I just finished a rebuild of my laptop as I finally became frustrated with CentOS’s various incompatibilities that prevented it from loading binary Nvidia drivers, as well an increasing number of custom-built software packages (whole environments, really) on the system.
Although it took time to learn how to get the internal screen routed to the Nvidia GPU, it was well-worth the switch to Gentoo.
The Power of Source
What Gentoo recognizes is that open source software has an advantage in the source code itself. Largely, it is configurable. Relying on a binary build leaves you to the build-time decisions of the person building it.
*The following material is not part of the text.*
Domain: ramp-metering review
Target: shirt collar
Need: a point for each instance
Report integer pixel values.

An example: to build VLC with RTSP support, you need to build a handful of packages differently from the build-in binaries, as well as all of their dependencies wherever those dependencies require a feature not available in the current binary. All it takes is struggling to build one of those packages to consume an extra hour or two to get the job done. In fact, I never succeeded in the task.
Once I had gentoo installed, it was an absolute breeze to accomplish this task: euse -E live && emerge vlc. It didn’t even take a long time, thanks to a globally-set -j8 flag to make actually being able to tap out my processor.
Now, I can’t distribute the software that I build for this system, because it’s built with all of the assumptions of my system in mind, including -march=haswell. But damn does everything just work the way I expect it to. I woke to a fresh kernel available, and had it built and booted to X in 10 minutes.
I can make major changes to system expectations and rebuild the entire system to support new features with a single command, reliably.
Now that I want to try pulseaudio, I can just euse -E pulseaudio && emerge [some options] @world.